Roundup: Six days of debate

So you know that 420-ish page omnibus budget bill, that affects some fifty Acts, completely rewrites the Canadian Environmental Assessment Act, the Fisheries Act, the Species At Risk Act, removes the Inspector General from CSIS, disappears the immigration backlog and all manner of other measures? Has been subjected to time allocation. The government, feeling generous, is giving it some six days of debate, which really means twenty-something hours in the House at Second Reading, which is hardly anything at all for a bill of this magnitude. The Senate at least will begin pre-studying the bill next week and actually breaking it up into appropriate committees, which the Commons won’t be doing (though as a half-measure, the government will allow a sub-committee at Finance to study all of those environmental changes, which I’m sure will last all of a week, tops). I think John Ivison put it best:

It makes you wonder: What is the point of Parliament? Why not have one whopper of a bill once a year, allow MPs to give it a cursory skim and then send them back to their constituencies to do the ceremonial work of opening supermarkets and attending Rotary barbecues?

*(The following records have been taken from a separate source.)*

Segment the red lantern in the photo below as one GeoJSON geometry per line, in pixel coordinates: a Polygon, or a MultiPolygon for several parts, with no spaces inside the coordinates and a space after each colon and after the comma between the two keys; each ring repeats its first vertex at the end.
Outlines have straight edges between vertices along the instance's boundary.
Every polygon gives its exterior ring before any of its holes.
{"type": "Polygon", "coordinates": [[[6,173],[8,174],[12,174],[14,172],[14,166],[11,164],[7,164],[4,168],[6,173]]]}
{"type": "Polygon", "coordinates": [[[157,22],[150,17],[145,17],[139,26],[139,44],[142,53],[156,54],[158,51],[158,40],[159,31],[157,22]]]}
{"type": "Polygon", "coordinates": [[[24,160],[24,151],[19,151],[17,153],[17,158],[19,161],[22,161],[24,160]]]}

If the abuse of time allocation and omnibus legislation continues, that may very well be the way things are headed.

The Parliamentary Budget Officer went to the Public Accounts Committee yesterday, called the military procurement process broken, and flat out asserted that the government was misleading the public on the F-35 costs. And when Chris Alexander tried to challenge him on a number of figures, a little bit of research shows that Alexander was not only wrong, but really, really wrong. Oops. Meanwhile, here’s a look at the “ethical wall” that is keeping the Prime Minister’s Chief of Staff from dealing with the F-35 file.

The government is making cuts to Library and Archives Canada once more, which makes the department’s ability to do their job that much more difficult. As it is – and I can speak from personal experience – government departments haven’t put nearly enough resources into their own archives and records management, and to cut Library and Archives by the maximum ten percent is not only short-sighted, but it’s going to create a huge mess of problems down the road when warehouses full of unclassified papers start piling up and needed to be taken care of properly.

In a curious tale, Liberal Senator David Smith – who sits on the Senate National Security and Defence Committee – finds that he is continually singled out for additional security screenings at airports, and that airport staff continually check his name on no-fly lists.

Aaron Wherry talks to Nathan Cullen about his decorum proposals, and Cullen proves himself to be a hypocrite when he refuses to police his own MPs like Charlie Angus for his unclever and insulting tone because Angus is just “being funny,” never mind that it’s hardly decorous or the respectful tone that Cullen is tutting others about.

John Geddes talks to some senior Liberals about their rebuilding efforts.